So my birthday is April 28th and everyone is Social Distancing and not gathering and staying safe… so no going out with friends or going out to dinner with my family.
So it is a hermit birthday for me this year. I am not one to whine about such things. I just make the best of it.
I am officially 43 years old! Yay! Leveled up again!
This is on the 27th where I had myself a nice glass of Merlot wine with The Wand Wine Filter by PureWine so that I do not get a migraine from the wine. I had gotten rid of the migraine I had early that morning and I didn’t know of my birthday would be a bad migraine day… so I had myself some wine the day before. 1 glass because my vestibular disorder doesn’t really allow for much more than that… felt like 4. I really did enjoy it though. Turns out I like Merlot. Who knew? Before those wine wands I couldn’t have wine so I do not quite know my tastes yet. It is an adventure.
Bubble bath bliss
I got this in the mail from my mom. And so early this morning I had myself a nice Epsom salt bath with that eucalyptus bubble bath and some peppermint body wash I had.
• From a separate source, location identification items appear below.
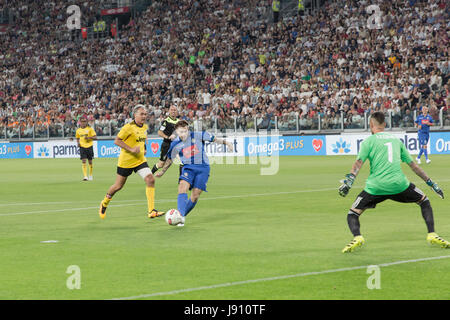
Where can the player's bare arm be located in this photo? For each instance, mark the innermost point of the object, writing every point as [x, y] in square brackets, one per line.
[419, 171]
[356, 167]
[120, 143]
[91, 138]
[422, 174]
[163, 170]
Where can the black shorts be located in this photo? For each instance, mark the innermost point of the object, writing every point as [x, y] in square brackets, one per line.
[164, 148]
[87, 153]
[368, 201]
[125, 172]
I nice start to a hermit birthday, I’d say.
And then a nap, of course.
Flower and THE CAKE
My spouse went out to get me cake and brought home cake and flowers! And I had cake for lunch… just because I could dang it!
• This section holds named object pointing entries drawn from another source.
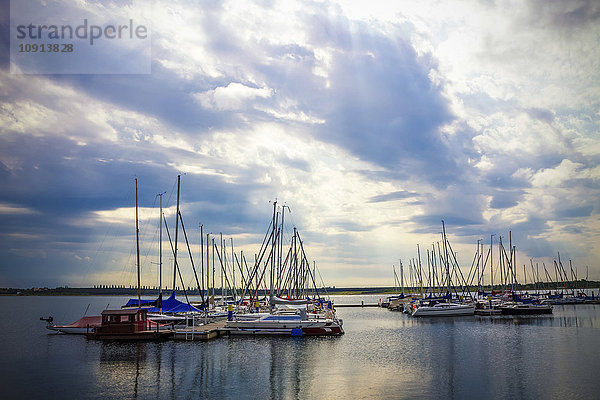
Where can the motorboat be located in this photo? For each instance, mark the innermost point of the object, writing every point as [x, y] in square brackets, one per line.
[525, 309]
[79, 327]
[283, 324]
[127, 325]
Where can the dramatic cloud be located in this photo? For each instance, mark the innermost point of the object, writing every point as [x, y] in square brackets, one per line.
[372, 123]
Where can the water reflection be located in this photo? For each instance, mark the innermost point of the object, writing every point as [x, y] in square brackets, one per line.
[382, 355]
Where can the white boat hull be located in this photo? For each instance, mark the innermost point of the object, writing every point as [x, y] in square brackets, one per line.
[283, 325]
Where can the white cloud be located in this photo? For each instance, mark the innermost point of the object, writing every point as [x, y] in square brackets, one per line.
[231, 97]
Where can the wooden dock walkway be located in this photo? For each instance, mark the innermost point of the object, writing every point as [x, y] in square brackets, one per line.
[356, 305]
[202, 332]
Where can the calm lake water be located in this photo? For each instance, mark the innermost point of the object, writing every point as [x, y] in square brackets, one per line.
[383, 355]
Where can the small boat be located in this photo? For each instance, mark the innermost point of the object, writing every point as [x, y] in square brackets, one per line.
[79, 327]
[443, 309]
[127, 325]
[525, 309]
[282, 324]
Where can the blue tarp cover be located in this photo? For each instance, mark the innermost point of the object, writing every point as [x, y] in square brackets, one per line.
[170, 305]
And then another nap, of course.
Chilling’ with some hobbies
I did this quick sketch. I may touch it up tomorrow on some of the lines and shadow work but it turned out rather well. And I find it relaxing to work on drawing. A lot of focus goes into it and you just zen out.
I read some of the book I am into at the moment.
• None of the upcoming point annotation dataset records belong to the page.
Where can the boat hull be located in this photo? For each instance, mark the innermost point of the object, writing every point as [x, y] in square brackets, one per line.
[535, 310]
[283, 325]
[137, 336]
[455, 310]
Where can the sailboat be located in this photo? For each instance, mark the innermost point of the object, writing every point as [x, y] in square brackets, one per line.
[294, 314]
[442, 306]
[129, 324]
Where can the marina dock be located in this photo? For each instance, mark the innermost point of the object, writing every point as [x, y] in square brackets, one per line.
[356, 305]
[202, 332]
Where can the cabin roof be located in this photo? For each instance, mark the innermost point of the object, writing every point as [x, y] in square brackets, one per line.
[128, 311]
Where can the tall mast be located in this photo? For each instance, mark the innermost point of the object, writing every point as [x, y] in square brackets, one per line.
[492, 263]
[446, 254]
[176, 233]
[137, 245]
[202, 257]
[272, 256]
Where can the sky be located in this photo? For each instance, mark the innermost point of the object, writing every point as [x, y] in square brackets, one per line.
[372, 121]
Fire outside in the backyard
So we actually sat outside and had a nice fire. I had two glasses of wine and chilled. We ordered fast food because we didn’t want to cook.
I do think I may not be able to drink wine or maybe even alcohol at all anymore if this is the effect it has on me. I had treated my migraine so that was good. But I felt so much more dizzy after those 2 drinks. And then well past sober that much more severe dizziness and vertigo spins remained. And I didn’t much like that. So I may be super sensitive to that. No sure it is worth it really. So may need to skip that step from now on. And I rarely drink as is… so I guess I won’t really miss it.
It was a wonderful day. A very nice end to the day with the fire. I enjoyed my mellow day really.
It turned out to be a nice mellow, introvert birthday. I know I couldn’t spend it with family or my friends. But I made the best damn day out of it I could and I had a damn good day. So there is that. And that counts.